Because of this variety, what worked for a friend or forum poster may not be the right move for you.
Today’s Angle: What’s “New” or Trending for Hip Pain?
Recent conversations in clinics and online spaces focus on combining lifestyle changes with targeted, minimally invasive options instead of jumping straight to major surgery.
Some current talking points:
- Greater emphasis on early physical therapy and movement‑based care rather than prolonged rest.
- Growing interest in PRP and biologic injections, though research is still catching up and access/cost can be issues.
- More attention to hip pain in younger active people (runners, lifters, weekend athletes) and how to modify training rather than “just stop.”
In 2026, the general trend is: move smarter, treat early, and use injections or surgery more selectively as part of a broader plan.
Example: A Common Hip Pain Story
You’re in your mid‑30s or 40s, doing more walking, running, or gym work this year. After a few weeks, a dull ache starts deep in your groin or side of your hip. It hurts more after long days or hard workouts but eases with rest. You ice it occasionally and take the odd painkiller, but it keeps coming back.
In many cases like this, the plan might be:
- Scale back high‑impact activity; switch temporarily to cycling/swimming.
- Start a structured strengthening/stretch program focused on hips and core (possibly with a physical therapist).
- Use short‑term ice/heat and OTC meds if safe.
- See a doctor if pain persists beyond 2–4 weeks, worsens, or limits sleep or daily tasks.
Quick “What To Do For Hip Pain” Checklist
You can think of it as three steps:
- At Home (First 1–2 Weeks, If No Red Flags)
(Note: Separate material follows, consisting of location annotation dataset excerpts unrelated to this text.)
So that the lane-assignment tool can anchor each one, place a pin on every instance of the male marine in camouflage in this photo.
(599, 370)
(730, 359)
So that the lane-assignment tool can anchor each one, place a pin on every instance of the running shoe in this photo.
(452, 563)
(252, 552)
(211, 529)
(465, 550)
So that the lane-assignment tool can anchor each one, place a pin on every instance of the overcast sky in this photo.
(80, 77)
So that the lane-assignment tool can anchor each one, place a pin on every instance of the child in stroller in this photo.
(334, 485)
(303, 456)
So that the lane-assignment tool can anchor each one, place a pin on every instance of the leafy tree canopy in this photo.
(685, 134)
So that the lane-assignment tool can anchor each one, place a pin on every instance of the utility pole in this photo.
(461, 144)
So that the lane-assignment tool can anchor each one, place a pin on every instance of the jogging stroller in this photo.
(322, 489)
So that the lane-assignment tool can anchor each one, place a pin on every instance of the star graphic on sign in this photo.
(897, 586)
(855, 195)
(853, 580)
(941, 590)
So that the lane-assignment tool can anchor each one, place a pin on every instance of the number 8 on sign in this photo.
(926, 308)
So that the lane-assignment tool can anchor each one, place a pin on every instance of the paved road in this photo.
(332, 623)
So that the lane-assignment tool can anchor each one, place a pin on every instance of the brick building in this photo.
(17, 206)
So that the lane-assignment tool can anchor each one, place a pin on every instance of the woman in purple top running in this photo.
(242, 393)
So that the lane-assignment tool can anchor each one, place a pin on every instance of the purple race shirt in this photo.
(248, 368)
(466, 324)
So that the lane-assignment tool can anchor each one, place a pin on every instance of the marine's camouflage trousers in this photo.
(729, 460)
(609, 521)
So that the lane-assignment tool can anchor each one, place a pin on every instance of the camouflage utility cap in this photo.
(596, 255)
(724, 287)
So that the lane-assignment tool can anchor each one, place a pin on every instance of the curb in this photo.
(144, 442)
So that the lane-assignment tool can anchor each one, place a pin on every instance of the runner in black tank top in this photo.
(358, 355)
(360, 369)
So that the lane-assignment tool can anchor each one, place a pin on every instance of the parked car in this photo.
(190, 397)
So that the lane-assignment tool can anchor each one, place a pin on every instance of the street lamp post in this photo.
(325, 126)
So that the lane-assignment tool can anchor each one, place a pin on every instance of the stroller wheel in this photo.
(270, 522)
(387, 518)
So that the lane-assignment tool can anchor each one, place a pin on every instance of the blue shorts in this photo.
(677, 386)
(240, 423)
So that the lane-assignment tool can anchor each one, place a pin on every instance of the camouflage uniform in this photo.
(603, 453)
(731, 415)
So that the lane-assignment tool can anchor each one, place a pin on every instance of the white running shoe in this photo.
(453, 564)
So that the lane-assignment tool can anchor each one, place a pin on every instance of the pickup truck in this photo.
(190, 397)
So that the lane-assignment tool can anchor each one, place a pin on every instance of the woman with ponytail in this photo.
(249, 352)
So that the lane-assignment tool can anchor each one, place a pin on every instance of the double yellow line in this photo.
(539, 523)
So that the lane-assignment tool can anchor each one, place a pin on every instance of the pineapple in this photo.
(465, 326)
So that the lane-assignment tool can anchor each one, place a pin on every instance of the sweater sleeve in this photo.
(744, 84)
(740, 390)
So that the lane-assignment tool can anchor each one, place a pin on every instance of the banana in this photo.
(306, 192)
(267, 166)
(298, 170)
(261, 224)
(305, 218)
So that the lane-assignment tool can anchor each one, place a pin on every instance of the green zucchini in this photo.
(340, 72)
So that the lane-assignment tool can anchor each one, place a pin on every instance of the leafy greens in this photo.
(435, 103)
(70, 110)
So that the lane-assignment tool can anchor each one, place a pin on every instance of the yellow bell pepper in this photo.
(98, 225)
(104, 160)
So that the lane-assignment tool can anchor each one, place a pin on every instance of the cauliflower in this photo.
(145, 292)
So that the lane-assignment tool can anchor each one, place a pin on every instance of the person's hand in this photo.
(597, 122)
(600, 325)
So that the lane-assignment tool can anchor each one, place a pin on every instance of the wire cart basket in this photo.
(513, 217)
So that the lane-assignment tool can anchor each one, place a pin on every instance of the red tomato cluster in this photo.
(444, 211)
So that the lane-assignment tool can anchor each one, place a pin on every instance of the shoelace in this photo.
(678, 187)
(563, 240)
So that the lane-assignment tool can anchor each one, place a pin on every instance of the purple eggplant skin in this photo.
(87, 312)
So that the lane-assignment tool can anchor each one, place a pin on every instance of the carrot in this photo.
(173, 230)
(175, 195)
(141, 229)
- Relative rest, ice/heat, gentle stretching, OTC meds if safe, and simple activity changes.
- If It’s Not Improving or Keeps Returning
- Book an appointment with your primary doctor, sports doctor, or orthopaedic specialist.
- Ask about physical therapy and whether imaging is needed.
- If Pain Is Severe, Sudden, or With Warning Signs
- Treat as urgent: emergency/urgent care right away.
Bottom note: Information gathered from public forums or data available on the internet and portrayed here.